Les points de nuances entre Scellier et Duflot

Contrairement à la disposition Scellier, elle offre une diminution très importante notamment au niveau du plafond des ressources et du loyer et est conçue à canaliser la proposition de logis des contrées tendues et modestes. Même si par rapport à la loi Scellier, elle n’est pas réformable en cas d’excédent, elle aide à l’amélioration de nombreux points notamment le zonage de parties ciblées. Même si les deux dispositifs possèdent des aspects bien communs, le plafond au m² n’est pas le même car pour Duflot, quelque soit l’endroit, le montant est toujours pareil tandis que pour Scellier, tout dépend de la zone géographique. Autre point pour l'avantage de la loi Duflot, concernant la période, Scellier est aussi moins prolifique que son successeur car il y a une différence de 6 ans entre les deux procédés c'est-à-dire 15 ans pour le premier et 9 ans pour le dernier.

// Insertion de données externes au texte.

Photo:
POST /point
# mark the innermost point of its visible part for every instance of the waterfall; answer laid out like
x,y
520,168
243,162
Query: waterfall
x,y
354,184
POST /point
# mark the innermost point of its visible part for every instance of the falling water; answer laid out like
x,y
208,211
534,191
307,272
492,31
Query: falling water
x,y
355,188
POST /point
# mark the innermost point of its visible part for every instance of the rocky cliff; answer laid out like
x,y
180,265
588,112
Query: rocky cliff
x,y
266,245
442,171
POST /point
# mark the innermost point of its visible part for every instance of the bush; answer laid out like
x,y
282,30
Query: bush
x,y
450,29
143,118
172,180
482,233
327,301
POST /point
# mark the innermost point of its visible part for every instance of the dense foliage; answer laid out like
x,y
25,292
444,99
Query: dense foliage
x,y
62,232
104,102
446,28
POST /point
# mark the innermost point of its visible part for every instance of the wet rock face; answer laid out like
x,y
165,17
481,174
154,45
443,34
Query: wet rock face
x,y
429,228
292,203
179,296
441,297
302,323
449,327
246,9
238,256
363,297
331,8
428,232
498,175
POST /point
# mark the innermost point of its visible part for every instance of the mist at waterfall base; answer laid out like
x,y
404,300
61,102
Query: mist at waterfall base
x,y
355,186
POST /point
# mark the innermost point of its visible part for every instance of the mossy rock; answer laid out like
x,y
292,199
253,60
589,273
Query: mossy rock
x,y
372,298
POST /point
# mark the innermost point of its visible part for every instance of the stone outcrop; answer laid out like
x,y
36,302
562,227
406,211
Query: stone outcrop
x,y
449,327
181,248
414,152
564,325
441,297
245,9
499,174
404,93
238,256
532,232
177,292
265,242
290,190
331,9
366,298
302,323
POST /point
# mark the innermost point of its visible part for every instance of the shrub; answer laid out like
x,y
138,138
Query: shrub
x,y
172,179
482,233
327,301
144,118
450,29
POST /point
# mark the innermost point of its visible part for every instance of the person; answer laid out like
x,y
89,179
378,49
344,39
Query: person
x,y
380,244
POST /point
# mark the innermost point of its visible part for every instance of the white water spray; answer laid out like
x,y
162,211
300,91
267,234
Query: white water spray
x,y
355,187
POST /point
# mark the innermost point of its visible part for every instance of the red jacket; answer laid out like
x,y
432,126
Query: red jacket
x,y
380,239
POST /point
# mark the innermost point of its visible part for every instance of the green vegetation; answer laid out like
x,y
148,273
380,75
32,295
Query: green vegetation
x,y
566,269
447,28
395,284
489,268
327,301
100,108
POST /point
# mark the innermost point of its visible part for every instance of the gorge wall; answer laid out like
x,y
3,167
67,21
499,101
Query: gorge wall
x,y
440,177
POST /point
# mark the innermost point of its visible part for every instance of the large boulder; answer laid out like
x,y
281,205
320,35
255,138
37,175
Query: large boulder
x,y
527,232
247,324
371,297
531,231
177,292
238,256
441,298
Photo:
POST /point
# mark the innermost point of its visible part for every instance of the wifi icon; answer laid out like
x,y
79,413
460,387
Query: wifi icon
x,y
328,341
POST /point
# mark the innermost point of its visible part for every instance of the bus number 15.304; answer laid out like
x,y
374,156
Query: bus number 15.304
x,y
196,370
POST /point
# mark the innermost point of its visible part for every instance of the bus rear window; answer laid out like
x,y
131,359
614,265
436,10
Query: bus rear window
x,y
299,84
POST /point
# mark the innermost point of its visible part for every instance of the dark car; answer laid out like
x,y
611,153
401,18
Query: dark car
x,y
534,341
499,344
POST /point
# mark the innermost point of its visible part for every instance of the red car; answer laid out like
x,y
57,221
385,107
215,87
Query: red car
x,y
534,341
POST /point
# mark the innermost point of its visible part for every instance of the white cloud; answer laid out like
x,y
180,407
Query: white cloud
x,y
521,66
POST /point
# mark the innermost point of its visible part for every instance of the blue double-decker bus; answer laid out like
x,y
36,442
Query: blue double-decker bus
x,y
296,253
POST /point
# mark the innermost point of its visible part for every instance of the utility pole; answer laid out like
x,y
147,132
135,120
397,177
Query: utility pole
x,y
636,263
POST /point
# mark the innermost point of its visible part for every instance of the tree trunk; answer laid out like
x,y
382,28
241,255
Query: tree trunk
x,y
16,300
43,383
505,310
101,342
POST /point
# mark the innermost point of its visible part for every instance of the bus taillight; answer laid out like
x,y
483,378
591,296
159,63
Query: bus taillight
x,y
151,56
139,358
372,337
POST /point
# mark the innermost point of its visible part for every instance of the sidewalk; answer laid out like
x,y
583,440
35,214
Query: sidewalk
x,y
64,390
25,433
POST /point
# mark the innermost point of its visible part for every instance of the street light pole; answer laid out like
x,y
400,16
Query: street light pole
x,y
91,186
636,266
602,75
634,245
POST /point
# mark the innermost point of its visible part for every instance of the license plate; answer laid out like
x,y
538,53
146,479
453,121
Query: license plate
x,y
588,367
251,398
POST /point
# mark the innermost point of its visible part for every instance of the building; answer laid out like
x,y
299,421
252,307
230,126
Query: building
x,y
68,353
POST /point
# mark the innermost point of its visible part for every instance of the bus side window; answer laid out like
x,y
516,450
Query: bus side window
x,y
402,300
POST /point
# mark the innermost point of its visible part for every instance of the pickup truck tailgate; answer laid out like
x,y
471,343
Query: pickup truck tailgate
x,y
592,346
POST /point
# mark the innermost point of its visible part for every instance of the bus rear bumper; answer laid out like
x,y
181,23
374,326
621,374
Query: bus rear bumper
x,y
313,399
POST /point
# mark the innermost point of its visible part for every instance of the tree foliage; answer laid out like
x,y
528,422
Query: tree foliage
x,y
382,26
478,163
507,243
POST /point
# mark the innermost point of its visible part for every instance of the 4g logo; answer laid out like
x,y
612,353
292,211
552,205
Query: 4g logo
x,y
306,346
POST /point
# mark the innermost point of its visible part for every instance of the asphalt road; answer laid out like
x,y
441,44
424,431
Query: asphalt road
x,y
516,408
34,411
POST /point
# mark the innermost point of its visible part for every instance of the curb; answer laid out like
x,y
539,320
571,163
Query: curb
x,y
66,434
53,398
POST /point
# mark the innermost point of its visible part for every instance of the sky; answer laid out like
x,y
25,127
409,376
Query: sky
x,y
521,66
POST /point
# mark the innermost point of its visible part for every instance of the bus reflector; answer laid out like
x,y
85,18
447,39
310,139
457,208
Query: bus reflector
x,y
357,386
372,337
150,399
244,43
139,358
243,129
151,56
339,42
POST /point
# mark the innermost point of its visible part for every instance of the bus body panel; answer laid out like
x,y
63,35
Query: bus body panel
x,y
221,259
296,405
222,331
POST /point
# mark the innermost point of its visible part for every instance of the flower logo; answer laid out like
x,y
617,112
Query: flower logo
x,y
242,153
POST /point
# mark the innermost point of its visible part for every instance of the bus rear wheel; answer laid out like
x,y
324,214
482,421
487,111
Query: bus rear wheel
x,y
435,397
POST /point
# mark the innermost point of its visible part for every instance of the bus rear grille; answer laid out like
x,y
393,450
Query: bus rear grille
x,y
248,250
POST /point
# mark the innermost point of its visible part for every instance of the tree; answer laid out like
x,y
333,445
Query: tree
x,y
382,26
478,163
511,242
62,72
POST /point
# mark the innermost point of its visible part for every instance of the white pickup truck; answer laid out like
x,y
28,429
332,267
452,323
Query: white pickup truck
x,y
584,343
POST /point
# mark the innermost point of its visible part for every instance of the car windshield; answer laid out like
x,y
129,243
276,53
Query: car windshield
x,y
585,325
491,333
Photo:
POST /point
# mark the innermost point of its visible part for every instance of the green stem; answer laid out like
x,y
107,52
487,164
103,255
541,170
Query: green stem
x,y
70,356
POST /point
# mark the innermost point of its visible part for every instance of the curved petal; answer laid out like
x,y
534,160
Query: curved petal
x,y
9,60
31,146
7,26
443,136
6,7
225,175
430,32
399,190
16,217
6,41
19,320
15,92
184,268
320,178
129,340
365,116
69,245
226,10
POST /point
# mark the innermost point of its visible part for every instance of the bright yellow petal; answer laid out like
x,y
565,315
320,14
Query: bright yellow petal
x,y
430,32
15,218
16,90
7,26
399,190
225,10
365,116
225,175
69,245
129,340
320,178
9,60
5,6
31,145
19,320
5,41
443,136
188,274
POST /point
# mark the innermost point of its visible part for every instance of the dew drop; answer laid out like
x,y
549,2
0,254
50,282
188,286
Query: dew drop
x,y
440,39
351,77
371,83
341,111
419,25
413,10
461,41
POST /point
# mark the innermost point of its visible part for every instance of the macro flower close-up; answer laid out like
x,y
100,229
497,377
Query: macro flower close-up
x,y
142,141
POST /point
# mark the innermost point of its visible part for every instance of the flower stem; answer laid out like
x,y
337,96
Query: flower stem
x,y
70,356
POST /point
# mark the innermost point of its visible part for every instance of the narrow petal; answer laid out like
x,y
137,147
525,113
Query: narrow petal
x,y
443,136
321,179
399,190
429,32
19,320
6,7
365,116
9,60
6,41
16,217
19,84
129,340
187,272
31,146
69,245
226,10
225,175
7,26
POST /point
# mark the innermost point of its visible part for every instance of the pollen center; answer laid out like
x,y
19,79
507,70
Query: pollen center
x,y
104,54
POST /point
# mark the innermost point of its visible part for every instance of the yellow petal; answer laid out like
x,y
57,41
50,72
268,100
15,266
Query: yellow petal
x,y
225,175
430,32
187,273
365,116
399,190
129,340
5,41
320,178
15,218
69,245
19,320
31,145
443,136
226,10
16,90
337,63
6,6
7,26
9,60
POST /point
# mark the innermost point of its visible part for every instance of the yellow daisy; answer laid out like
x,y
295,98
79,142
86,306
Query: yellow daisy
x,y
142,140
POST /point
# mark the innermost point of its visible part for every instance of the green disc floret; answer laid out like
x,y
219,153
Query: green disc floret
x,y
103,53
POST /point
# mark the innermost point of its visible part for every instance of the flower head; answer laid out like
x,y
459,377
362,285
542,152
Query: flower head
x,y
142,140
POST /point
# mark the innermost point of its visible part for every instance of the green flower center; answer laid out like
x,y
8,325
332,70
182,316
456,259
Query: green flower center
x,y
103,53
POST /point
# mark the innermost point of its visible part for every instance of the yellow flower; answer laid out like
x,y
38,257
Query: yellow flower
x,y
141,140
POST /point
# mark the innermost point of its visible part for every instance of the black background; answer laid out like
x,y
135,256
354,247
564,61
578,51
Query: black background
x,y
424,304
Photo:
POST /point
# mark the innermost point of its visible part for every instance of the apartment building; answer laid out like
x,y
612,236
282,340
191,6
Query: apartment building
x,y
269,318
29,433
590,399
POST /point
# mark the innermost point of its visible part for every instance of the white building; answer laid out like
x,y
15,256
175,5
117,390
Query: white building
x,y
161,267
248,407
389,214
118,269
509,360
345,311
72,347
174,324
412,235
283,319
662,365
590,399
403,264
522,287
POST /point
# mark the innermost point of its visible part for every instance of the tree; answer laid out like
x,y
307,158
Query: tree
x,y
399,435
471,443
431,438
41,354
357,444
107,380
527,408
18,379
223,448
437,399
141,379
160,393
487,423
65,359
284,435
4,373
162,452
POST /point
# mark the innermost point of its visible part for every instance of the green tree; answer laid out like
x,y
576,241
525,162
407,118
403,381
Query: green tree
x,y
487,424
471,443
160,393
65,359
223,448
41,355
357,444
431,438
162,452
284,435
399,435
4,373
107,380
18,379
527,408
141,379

Les principaux bienfaits de la loi Duflot

Comme révoqué en haut, la réduction fiscale reste l’atout maître de cette méthode et c’est ce qui le symbolise. Tout se joue sur une question d’argent, par conséquent, le pourcentage à déduire sur le montant d’investissement qui est de 18% est plus rentable à cause du laps de temps de 9 ans qui le caractérise. Concernant les contraintes locatives également, Duflot est plus souple et flexible et parfois, son plafond peut s’abaisser jusqu’à 10% de moins que celui de Scellier.

Chacun de dispositif possède son propre atout au niveau de la défiscalisation de loyer. Mais il semblerait que comme ainé, Duflot présente du surplus par rapport à Scellier.